Micro data can improve public health systems
Lastmile health care delivery suffers from a dearth of efficiently deployed data, and a lack of coordination
India ranks 154 out of 195 countries in terms of health performance, says the Global Burden of Disease Study. But one should not blame the design of the health system for this adverse report card. The main problems lie in the dearth of efficiently deployed micro-data and the lack of a co-ordinated approach on the issue of last-mile health care delivery.
The health system provides for three kinds of frontline workers for every 1,000 people. These workers are: the Auxiliary Nurse Midwife (ANM), who provides basic health services; the anganwadi worker (AWW), who is responsible for the monitoring of child nutrition, and the Accredited Social Health Activist (ASHA), who mobilises the community. Together, these workers (AAA) could be a powerful force, if they can focus their efforts first on the most at-risk cases within a village.
But this is not happening because of various reasons. First, an ASHA worker visits homes in no order of priority with no focus on critical cases. Second, an anganwadi worker has to spot malnourished children under the age of six. But the cases she has to find are often buried deep in ill-maintained registers. The data the ANM receives from these workers often does not arrive at all. Another problem is the absence of micro-data, which can be efficiently shared by the AAA workers.
Good micro data – well envisaged, efficiently captured and smartly used ---- is arguably one of the biggest needs in health care delivery in India. Currently, an AWW maintains 11 registers, the ANM five, and the ASHA one.
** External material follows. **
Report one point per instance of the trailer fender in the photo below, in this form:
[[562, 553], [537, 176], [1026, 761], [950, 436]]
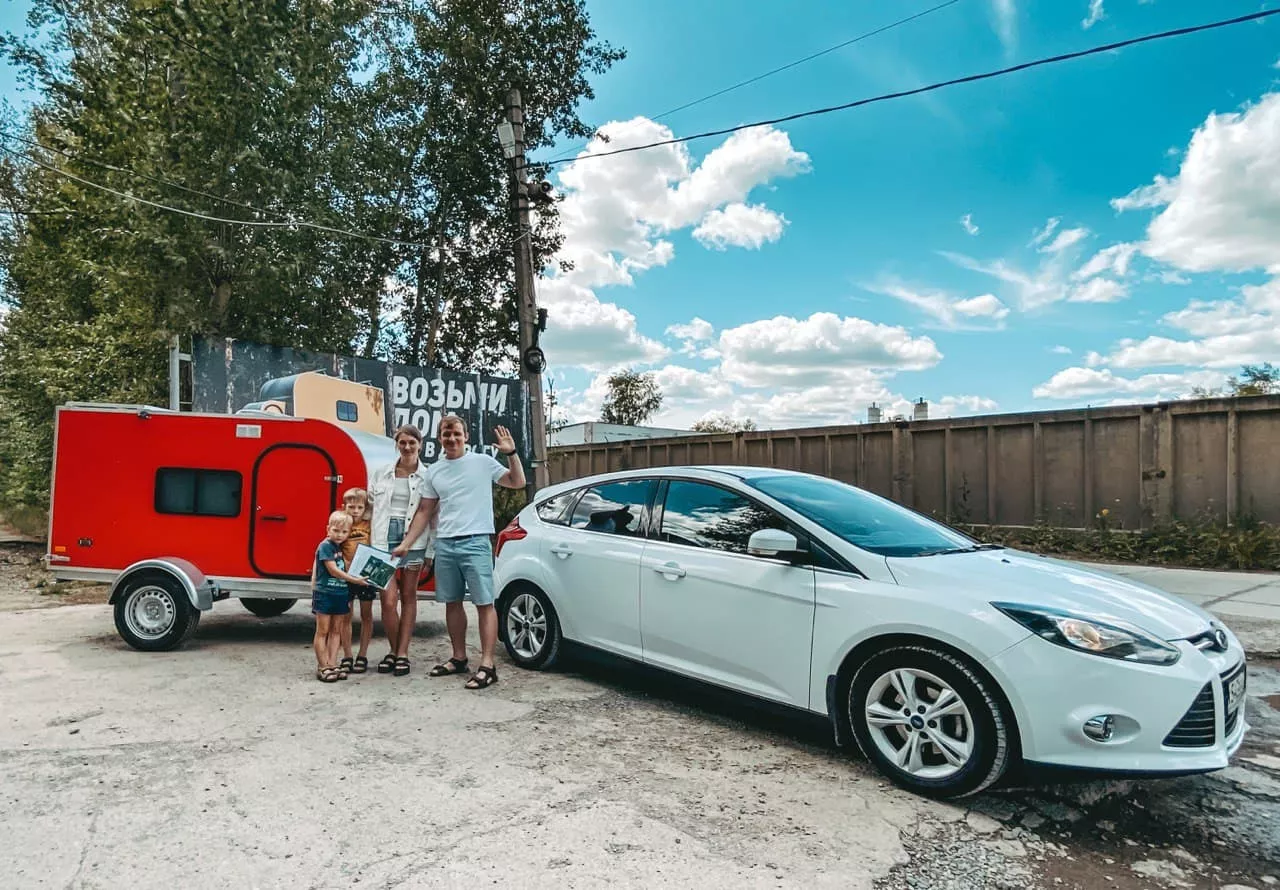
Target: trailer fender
[[199, 588]]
Information on a single beneficiary can be spread over multiple registers.
The AAA also need a simple system to monitor health performance of beneficiaries in her village. She needs to be able to look at trends, recognise patterns and ask relevant questions in order to become an effective front line problem solver. This requires an efficient mechanism to share data among the AAA workers.
Some interesting innovations are being tested in states such as Rajasthan, Bihar and Gujarat to enable better data use by frontline health workers. Rajasthan has simplified the registers that an AAA use. An original system of village mapping is being rolled out in which the AAA meet, share information and place bindis of different colours on those houses with the most urgent cases. They develop a household to-visit calendar to prioritise service delivery, rather than go the sequential way. Women come in to the anganwadi centre where the maps are mounted to ask what they have to do to get the red bindi removed from their house. The panchayat takes notice, and monitors progress.